Er hat gesehen, wie seine Tochter Sarah Biasini selbst mit dem Erbe rang. In ihrem Buch „La Beauté du Ciel“ (Die Schönheit des Himmels) schrieb Sarah einen Brief an ihre eigene Tochter – über die Mutter, die sie nie kennenlernen durfte. Es war ein Versuch, sich Romy zurückzuholen, nicht als Ikone, sondern als Frau. „Mein Vater hat mich nie angelogen“, sagte Sarah in einem Interview. „Nicht ein einziges Mal. Selbst wenn die Wahrheit weh tat. Er ließ sie menschlich sein.“
Daniel Biasini hat das Rampenlicht nie gesucht. Doch indem er nach über 40 Jahren sein Schweigen bricht, gibt er Romy Schneider ihre Menschlichkeit zurück.
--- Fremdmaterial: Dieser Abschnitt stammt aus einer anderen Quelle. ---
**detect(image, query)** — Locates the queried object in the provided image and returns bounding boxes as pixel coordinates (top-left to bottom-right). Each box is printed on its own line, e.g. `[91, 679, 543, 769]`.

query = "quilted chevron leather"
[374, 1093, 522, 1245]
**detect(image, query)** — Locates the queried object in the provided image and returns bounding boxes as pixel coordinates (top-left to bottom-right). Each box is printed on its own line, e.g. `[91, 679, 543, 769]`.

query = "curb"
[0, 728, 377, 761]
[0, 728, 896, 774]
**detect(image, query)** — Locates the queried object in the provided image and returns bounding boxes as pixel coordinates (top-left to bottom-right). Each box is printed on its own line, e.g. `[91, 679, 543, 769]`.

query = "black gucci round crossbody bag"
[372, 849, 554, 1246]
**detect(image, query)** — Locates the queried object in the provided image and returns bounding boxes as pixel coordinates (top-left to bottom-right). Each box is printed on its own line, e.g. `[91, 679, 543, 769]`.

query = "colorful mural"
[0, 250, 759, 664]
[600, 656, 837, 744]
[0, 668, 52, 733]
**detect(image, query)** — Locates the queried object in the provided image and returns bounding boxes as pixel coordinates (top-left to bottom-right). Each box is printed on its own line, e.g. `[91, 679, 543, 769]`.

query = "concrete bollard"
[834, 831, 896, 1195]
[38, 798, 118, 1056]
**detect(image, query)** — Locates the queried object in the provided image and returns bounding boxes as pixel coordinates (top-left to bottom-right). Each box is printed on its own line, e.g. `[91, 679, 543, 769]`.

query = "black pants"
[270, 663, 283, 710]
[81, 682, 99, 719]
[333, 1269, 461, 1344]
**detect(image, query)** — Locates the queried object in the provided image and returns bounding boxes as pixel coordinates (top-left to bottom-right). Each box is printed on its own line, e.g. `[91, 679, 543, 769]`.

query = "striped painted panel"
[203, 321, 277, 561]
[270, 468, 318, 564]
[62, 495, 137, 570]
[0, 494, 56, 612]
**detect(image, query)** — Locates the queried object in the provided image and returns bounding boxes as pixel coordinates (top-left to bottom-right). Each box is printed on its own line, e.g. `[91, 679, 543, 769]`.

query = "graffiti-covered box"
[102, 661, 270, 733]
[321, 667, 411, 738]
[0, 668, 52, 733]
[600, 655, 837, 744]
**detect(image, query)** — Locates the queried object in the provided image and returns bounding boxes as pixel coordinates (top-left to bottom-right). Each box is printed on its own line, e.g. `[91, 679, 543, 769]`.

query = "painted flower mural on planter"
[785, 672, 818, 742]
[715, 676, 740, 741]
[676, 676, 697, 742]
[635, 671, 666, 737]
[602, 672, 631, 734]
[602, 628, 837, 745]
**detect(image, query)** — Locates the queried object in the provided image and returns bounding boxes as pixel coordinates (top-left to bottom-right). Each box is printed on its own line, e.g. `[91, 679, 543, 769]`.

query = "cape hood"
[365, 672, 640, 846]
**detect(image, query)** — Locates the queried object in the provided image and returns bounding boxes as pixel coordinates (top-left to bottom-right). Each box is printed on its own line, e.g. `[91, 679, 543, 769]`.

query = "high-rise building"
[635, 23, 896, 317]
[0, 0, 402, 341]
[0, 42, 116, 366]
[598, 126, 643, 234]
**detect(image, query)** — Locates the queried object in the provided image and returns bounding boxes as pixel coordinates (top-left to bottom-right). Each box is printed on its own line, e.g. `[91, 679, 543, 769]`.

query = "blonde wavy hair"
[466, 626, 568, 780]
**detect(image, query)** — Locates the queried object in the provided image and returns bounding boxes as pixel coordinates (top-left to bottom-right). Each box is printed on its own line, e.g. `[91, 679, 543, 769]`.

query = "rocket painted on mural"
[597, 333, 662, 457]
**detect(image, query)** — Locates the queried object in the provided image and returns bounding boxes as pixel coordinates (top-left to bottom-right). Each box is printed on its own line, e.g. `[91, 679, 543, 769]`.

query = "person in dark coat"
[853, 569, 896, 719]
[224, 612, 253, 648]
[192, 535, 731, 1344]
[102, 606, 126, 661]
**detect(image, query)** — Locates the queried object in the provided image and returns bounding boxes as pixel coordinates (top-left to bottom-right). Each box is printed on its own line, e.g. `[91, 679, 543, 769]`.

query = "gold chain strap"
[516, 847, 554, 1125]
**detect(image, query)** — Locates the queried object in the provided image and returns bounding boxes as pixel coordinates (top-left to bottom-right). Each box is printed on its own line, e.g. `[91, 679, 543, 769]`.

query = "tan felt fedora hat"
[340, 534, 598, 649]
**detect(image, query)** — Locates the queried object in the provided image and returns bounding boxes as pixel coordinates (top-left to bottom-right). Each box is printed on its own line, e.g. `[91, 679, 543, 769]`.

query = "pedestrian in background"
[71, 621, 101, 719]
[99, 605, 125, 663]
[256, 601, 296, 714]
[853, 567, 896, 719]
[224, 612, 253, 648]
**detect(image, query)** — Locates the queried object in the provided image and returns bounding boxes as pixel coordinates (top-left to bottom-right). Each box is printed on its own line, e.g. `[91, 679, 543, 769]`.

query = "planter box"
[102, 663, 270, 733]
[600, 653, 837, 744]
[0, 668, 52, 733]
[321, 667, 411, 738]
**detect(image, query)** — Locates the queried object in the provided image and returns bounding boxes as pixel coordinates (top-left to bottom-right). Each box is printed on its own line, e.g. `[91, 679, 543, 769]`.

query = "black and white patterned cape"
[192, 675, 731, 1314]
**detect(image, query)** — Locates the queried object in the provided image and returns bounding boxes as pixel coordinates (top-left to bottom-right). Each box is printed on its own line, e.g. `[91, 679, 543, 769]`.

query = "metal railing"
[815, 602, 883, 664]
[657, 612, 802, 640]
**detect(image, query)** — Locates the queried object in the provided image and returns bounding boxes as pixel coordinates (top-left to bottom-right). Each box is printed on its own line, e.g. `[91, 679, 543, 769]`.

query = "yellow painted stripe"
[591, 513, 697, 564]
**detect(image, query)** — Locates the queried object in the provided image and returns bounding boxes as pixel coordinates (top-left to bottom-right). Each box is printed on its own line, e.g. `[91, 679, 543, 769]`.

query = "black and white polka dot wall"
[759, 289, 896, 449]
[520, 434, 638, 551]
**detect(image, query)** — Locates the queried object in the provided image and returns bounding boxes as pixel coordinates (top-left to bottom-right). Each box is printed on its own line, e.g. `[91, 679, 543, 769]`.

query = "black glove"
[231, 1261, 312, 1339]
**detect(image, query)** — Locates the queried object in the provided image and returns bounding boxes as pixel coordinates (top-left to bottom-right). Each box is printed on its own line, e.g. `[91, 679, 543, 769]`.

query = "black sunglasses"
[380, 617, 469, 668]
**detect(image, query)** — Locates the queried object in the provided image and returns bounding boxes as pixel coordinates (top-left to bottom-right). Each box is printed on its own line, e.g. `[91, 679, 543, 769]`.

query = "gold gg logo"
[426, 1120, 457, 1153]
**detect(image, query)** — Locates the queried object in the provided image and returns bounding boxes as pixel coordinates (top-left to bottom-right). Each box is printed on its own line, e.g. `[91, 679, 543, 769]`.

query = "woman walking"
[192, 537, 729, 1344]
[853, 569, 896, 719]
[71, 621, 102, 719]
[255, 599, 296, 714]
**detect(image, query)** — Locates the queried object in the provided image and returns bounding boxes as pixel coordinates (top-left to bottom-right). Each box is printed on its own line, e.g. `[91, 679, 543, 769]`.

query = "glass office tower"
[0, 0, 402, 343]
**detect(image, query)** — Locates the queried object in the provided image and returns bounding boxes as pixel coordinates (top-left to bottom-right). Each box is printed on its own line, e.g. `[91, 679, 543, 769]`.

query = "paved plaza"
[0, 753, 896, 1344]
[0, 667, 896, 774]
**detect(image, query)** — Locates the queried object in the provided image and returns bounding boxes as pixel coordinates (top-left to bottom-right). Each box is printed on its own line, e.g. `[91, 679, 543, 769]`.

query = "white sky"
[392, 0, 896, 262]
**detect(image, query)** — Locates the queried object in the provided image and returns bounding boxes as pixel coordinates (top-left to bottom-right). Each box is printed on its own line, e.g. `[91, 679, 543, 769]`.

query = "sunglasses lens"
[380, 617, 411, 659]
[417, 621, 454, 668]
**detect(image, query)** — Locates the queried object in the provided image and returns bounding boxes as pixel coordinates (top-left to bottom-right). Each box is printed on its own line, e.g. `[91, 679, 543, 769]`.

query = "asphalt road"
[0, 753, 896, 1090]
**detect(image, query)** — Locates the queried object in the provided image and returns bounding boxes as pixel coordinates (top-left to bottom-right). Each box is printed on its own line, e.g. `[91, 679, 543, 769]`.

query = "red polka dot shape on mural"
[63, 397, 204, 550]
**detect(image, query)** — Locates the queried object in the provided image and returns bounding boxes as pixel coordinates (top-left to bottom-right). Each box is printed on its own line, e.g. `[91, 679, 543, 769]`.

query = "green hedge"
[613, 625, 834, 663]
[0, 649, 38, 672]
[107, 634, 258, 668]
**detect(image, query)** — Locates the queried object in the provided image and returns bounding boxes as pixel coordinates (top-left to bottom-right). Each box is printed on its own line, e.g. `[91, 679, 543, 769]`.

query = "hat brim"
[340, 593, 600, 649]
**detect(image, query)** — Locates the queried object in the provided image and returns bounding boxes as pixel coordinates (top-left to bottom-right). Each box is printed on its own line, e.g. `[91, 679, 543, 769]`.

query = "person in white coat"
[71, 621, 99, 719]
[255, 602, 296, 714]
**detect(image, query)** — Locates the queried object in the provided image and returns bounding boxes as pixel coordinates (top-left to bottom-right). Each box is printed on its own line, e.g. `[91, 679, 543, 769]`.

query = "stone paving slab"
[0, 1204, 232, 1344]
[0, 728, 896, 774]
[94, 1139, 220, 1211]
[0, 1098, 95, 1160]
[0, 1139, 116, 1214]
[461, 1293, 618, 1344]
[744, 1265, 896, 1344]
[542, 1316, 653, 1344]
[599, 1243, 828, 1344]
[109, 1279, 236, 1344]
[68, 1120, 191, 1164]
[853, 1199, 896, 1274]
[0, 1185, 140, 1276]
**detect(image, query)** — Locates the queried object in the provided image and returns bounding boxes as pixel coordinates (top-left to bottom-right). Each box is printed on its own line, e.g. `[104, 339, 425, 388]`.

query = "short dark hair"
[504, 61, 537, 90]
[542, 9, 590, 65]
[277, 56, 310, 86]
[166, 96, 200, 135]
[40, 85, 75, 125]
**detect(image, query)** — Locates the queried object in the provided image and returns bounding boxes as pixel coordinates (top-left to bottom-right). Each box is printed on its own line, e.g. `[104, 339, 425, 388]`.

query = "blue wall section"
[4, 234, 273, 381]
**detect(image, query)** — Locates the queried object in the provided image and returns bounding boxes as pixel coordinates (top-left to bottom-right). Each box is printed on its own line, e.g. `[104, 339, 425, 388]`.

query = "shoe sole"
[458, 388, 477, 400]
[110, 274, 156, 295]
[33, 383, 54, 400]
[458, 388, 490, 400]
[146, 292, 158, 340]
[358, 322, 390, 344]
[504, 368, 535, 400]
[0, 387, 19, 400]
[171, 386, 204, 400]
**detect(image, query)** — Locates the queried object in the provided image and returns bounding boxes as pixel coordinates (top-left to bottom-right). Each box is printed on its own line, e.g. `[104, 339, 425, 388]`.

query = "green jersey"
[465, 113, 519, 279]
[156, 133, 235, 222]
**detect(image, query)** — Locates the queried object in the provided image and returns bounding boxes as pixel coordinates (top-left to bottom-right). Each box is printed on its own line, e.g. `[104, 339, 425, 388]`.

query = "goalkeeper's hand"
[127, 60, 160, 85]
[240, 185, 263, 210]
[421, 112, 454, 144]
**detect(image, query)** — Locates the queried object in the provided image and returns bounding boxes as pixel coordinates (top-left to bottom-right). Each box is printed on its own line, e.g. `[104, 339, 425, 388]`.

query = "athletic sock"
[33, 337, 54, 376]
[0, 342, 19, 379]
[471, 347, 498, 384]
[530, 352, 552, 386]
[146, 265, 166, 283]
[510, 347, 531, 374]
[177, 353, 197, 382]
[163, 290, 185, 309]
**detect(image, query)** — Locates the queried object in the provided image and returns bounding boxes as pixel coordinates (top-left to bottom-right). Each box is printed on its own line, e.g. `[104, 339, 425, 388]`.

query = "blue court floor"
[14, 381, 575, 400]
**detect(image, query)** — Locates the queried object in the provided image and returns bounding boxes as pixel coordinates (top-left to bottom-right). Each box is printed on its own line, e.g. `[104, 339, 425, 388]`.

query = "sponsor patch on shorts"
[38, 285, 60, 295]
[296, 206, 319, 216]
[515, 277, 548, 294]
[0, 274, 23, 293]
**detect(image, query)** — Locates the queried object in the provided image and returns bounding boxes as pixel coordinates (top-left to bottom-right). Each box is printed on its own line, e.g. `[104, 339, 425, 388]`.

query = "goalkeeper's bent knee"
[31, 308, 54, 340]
Er löscht das Zerrbild der suizidalen Diva aus und ersetzt es durch das tragische Porträt einer Mutter, deren Herz dem Gewicht des Schmerzes nicht mehr standhalten konnte. „Sie verdiente Wahrheit“, sagte er kürzlich. „Sie verdiente Liebe. Das ist alles. Und ich habe versucht, ihr beides zu geben.“ Er konnte sie nicht retten, aber er kann ihr Andenken bewahren. Bis zu seinem letzten Atemzug.